As has happened in the past, where BTC goes, the rest of the market usually follows. And so the pain was felt across the board as some of the smaller digital currencies took much bigger hits to their valuations.
Why did cryptocurrency prices drop?
It’s always difficult to pinpoint the exact reason for a market correction because there are usually so many factors at play. But here are some of the potential catalysts that led to a big sell-off:
- The US has passed a new infrastructure bill that does not treat cryptocurrency favourably for tax purposes.
- There are fears that court cases around the Mt. Gox settlement and the rights to Satoshi Nakamoto’s 1.1 million BTC wallet could flood the market with selling pressure.
- Twitter has squashed rumours that it had plans to buy Bitcoin (or any other cryptocurrency).

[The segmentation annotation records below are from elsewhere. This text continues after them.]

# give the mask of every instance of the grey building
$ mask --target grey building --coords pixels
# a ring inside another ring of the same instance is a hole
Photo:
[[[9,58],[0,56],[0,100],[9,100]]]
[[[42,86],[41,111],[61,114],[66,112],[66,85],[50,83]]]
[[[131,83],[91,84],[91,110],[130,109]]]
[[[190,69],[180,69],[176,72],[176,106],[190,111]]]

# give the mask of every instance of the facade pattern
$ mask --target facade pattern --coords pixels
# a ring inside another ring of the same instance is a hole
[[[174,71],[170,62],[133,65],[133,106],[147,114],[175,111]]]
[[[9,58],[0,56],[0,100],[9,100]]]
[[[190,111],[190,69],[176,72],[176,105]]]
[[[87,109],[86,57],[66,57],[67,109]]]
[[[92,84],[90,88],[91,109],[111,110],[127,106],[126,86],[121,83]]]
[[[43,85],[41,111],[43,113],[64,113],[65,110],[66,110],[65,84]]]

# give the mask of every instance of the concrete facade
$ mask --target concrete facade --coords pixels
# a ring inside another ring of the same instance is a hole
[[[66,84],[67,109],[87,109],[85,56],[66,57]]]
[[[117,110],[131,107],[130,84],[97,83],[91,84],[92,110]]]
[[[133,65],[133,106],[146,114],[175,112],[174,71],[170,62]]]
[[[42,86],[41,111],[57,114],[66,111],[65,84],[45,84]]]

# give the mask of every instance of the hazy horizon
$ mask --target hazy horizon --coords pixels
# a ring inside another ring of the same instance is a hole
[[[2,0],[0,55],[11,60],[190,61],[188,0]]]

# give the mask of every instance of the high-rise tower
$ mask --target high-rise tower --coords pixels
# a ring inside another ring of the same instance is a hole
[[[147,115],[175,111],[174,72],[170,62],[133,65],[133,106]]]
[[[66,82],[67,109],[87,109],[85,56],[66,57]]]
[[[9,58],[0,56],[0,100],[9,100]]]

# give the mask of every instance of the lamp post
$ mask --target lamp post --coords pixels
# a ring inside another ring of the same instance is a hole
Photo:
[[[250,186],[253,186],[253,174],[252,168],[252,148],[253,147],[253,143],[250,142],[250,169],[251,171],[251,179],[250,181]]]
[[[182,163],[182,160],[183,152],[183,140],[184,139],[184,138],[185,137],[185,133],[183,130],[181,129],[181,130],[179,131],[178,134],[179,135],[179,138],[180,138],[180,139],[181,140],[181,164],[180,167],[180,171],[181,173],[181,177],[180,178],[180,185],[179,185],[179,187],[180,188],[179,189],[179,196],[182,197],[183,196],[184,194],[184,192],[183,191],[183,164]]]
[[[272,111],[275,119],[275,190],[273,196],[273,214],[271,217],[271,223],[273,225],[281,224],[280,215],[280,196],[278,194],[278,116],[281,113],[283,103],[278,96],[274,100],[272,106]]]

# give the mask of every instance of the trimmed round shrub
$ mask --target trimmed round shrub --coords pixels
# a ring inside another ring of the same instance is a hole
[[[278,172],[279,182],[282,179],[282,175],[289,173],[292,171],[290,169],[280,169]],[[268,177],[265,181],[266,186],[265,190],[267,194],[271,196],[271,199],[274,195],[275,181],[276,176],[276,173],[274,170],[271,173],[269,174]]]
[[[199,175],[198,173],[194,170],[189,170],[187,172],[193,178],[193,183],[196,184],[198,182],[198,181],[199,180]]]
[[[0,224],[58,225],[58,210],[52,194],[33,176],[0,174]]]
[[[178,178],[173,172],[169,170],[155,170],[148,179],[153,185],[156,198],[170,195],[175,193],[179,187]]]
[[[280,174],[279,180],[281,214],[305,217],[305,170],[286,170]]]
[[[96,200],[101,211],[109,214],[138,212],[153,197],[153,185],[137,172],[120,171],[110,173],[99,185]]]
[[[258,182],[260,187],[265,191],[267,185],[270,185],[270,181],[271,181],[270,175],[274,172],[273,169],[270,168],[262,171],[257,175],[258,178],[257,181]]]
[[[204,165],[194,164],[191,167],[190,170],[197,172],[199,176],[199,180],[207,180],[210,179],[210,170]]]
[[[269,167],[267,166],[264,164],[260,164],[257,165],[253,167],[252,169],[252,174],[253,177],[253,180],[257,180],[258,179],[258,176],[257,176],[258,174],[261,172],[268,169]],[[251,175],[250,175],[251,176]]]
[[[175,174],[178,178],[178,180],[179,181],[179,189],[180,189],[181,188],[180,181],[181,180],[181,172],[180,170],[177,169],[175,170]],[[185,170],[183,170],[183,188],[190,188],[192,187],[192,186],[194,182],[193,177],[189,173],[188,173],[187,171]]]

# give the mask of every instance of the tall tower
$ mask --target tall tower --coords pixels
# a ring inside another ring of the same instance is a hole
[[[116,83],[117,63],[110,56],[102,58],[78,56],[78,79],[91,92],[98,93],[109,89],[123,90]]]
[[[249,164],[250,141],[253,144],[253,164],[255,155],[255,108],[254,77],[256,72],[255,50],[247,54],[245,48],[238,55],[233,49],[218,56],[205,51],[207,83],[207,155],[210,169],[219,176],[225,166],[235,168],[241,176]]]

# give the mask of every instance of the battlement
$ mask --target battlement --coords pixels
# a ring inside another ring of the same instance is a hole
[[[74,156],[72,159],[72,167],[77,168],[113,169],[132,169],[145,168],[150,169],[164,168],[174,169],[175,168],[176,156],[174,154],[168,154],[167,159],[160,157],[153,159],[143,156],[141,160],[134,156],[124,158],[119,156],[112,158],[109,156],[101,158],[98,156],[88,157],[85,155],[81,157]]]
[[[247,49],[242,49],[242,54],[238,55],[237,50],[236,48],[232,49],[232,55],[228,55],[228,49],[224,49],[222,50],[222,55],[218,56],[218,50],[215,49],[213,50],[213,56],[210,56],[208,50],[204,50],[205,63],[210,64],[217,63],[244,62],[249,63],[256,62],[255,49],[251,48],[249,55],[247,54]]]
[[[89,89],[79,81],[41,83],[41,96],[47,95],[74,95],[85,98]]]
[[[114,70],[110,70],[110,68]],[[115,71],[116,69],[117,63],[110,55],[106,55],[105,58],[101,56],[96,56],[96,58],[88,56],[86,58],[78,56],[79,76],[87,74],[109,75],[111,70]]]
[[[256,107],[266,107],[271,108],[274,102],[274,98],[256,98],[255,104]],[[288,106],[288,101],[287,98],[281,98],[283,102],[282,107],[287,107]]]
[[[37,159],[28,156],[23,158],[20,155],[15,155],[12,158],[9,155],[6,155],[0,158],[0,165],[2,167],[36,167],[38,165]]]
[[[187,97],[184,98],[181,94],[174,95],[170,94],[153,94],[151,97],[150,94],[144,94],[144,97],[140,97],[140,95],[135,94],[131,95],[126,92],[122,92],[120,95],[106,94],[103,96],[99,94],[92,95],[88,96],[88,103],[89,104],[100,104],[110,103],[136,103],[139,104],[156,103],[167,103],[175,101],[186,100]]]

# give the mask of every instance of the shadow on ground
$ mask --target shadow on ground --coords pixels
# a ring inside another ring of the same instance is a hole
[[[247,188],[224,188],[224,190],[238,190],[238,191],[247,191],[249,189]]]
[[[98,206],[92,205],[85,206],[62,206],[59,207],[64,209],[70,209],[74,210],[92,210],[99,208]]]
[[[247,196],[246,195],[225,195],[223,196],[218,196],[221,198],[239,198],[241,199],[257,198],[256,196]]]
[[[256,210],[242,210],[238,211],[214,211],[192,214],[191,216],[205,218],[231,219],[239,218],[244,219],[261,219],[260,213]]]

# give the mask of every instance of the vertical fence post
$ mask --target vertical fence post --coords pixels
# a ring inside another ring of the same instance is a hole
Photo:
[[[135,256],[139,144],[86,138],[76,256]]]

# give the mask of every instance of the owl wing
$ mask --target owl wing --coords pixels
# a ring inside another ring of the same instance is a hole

- Investors are wary that there’s lots of market froth with meme coins and NFTs booming in value.
What’s next for this cryptocurrency cycle?
Some ‘experts’ out there believe that this current bull run will come to an abrupt end towards the end of the year (similar to 2017). Others have the opinion we’re in a ‘super cycle’ that will continue into the new year.
The truth is that no one has a clue. Even the most ardent crypto enthusiasts will openly admit that speculation plays a big role in any investment. Technology in the space is advancing at a fast pace and there’s some really interesting progress in areas like DeFi (decentralised finance). But progress takes time and changes don’t take place overnight.
So even if the tech becomes successful, it may be a while before it grows roots. And no one knows which tokens will be left standing by the time cryptocurrency has a more practical use case.
Are there less volatile ways to invest?
If you’re dead set on getting exposure to this world, it’s worth considering a stock within the space such as Coinbase (COIN). By investing in cryptocurrency infrastructure rather than specific tokens, you could stand a better chance of coming out on top.
What’s even better is that when you invest and buy shares, you can also use a stocks and shares ISA. This can protect your gains from tax and make things much simpler than if you were trading digital tokens on a regular basis.
All investing carries some risk, but if you’re new to the markets, it can be dangerous to head straight towards the most volatile and risky investments. So always invest with caution and understand that you may get out less than you put in.
Investing in Cryptocurrency is extremely high risk and complex. The Motley Fool has provided this article for the sole purpose of education and not to help you decide whether or not to invest in Cryptocurrency. Should you decide to invest in Cryptocurrency or in any other investment, you should always obtain appropriate financial advice and only invest what you can afford to lose.